大空のキャンパスに描かれた光と色の芸術 虹の仕組み(1)

虹の仕組みの解説は別館「光と色と THE NEXT」でリニューアルしました。


 雨上がりの空にかかる虹はとても綺麗です。虹は自然が作り出す光と色の芸術といえるでしょう。大空のキャンパスにあの美しい色の帯はどのように描かれるのでしょうか。虹ができる仕組みについて考えてみましょう。

虹

プリズムでできる光の色の帯

 イギリスの物理学者アイザック・ニュートンは1672年に「New Theory About Light and Colour(光と色についての新理論)※」という論文をまとめました。ニュートンはこの論文の中で、太陽光をプリズムに通すと、赤から紫まで連続して変化する光の色の帯が現れる現象について述べています。ニュートンは太陽光には色がついていないが、太陽の光は7色の光が混ざったものであることを示しました。

※論文によると、ニュートンがこの実験を行ったのは1666年です(ニュートンのプリズム分光実験が1666年である根拠)。ニュートンは、その5年後の1672年にこの実験結果をこの論文で報告しています。また、1704年に「Optics(光学)」という本を出版し、改めてこの実験についてまとめています。

Prism

 この現象を光の分散といい、光の色の帯のことをスペクトルといいます。プリズムで光が分散するのは、光がプリズムで屈折するからです。光の色は、光の波長(振動数)の違いであり、波長が短い方から長い方に従って紫から赤へと変化します。プリズムで光を分散させたとき、もっとも大きく屈折するのは波長の短い紫色の光です。

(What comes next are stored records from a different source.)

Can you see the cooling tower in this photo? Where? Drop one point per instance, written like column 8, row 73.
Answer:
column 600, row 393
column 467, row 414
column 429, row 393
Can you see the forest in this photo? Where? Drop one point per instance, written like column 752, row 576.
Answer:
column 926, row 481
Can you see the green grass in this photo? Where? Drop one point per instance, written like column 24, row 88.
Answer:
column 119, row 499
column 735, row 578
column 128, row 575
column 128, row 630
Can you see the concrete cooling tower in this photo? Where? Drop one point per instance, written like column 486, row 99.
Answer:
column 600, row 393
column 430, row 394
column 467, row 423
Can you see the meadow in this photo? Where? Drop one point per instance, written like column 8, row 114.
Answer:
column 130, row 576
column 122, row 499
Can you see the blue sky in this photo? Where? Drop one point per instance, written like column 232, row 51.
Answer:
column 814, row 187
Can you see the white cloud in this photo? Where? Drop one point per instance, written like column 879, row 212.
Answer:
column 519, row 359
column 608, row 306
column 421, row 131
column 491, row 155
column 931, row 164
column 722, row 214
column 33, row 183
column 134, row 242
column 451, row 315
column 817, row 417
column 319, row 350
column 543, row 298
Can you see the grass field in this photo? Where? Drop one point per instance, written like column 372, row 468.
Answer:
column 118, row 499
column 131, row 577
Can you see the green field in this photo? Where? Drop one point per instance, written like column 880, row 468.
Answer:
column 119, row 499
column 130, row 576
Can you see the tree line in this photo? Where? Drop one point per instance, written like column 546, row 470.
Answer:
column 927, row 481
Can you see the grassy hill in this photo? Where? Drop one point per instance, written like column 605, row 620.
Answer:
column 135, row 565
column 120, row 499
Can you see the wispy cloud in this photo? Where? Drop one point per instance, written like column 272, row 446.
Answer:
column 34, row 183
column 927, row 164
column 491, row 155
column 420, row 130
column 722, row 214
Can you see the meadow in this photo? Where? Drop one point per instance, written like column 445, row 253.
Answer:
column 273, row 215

 プリズムで取り出したそれ以上分散させることができない単一の波長の光を単色光といいます。太陽や電灯の光はたくさんの単色光が集まった白色光です。プリズムでできるスペクトルが、私たち人間が見ることができる光であり、この範囲の光を可視光線と言います。白色光をプリズムで分散させた光を凸レンズで集めると、もとの白色光になります。このことについては、このブログの光があるところに色があるで解説しましたので、興味のある方はごらんください。

虹ができるしくみ

 雨が降ったあとの空には、たくさんの小さな水滴が浮かんでいます。このたくさんの小さな水滴に太陽の光が当たると、水滴がプリズムと同じような働きをして虹を作ります。もちろん、球形の水滴の中での光の道筋は三角形のプリズムとは異なりますし、虹ができる仕組みはプリズムで光の色の帯ができる仕組みよりも複雑です。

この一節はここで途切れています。